Debt Settlement Scams
Deceptive and fraudulent claims are commonplace in a rogue industry dominated by ineffective companies that promote debt settlement scams. After years of investigations and public feedback, the Federal Trade Commission acted to ban the widespread advance fee model favored by debt settlement companies. That ban goes into effect October 27, 2010.
Debt settlement companies claim to be able to slash your credit card debt by 60% or more. What they don't tell you is that after paying their fees, additional interest and income taxes on forgiven debt, you will have likely spent more than you initially owed when you first hired them. That dreadful scenario is actually a best-case scenario, since most debtors face judgments and resulting garnishments, liens and bank account levies well before they ever complete a debt settlement plan.
Our experience has been that most people that sign up for a debt settlement plan realize they made a mistake. However, at that point they have already wasted thousands of dollars in fees only to find that they have settled nothing and are facing escalated collections and legal actions.

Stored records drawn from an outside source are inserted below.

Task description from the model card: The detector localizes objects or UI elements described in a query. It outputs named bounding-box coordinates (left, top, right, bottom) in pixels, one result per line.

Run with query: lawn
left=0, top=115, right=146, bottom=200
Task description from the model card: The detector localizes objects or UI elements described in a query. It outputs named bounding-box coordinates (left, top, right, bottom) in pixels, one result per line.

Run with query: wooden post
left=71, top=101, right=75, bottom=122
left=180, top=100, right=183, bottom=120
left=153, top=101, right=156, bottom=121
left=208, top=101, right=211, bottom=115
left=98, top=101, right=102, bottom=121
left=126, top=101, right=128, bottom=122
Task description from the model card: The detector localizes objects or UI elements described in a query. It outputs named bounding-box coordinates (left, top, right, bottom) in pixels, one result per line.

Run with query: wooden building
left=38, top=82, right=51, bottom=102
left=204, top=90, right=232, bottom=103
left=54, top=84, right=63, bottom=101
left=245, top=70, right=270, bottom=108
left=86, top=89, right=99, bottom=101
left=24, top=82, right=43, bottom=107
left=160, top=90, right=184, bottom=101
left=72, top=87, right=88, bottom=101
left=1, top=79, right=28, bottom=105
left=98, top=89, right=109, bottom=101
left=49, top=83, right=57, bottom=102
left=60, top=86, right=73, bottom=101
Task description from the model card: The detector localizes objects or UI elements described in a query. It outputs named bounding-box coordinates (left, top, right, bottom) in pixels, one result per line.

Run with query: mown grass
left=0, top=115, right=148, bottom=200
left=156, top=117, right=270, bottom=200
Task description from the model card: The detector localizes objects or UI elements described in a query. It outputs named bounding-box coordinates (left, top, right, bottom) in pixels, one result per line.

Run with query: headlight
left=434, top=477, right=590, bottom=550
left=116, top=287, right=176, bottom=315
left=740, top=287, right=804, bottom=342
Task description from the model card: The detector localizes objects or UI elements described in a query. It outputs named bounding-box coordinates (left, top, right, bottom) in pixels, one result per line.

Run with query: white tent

A few wise consumers at least consider the pros and cons of debt settlement prior to agreeing to one of these inadvisable plans. Once they see how ineffective debt settlement companies really are, they think twice before signing up for such a scam.
What the FTC Ruling Means
The FTC ruling specifically is based on its Telemarketing Sales Rule, which prohibits false and misleading claims by companies communicating with customers by telephone. If a for-profit debt settlement company sells debt settlement services by phone, they are now prohibited from charging an advance fee.
These initial fees typically run from 8-12% of the initial debt balances. Since most debt settlement companies historically have required at least $10,000 in debt balances, it is rare that any client will have paid less than $1,000 in upfront fees which are due before the company will even lift a finger.
Business as usual for debt settlement companies hawking these plans is no longer possible. Instead, major debt settlement trade associations have been scrambling to find a work around that will allow them to continue promoting debt settlement scams.
One such idea proposed at an industry conference was for debt settlement companies to move offshore. Many feel that they could continue to scam clients despite the ban in similar ways that online gambling sites and illegal prescription drug sellers have continued to flourish.
As a consumer, you should remain skeptical of any company that claims that they can settle your debt for you. Beware of debt settlement scams that promise results, since there is no company that is capable of that.
Remember also that the FTC ruling does not expressly prohibit debt settlement companies from operating or from charging high fees. It does prohibit upfront fees prior to services being performed.
In the end, your best bets usually include a self-guided approach, a debt management program through a credit counseling organization, settling your own defaulted debt or a personal bankruptcy filing. Any of these approaches is always cheaper and more effective than the debt settlement scams that you see advertised so heavily.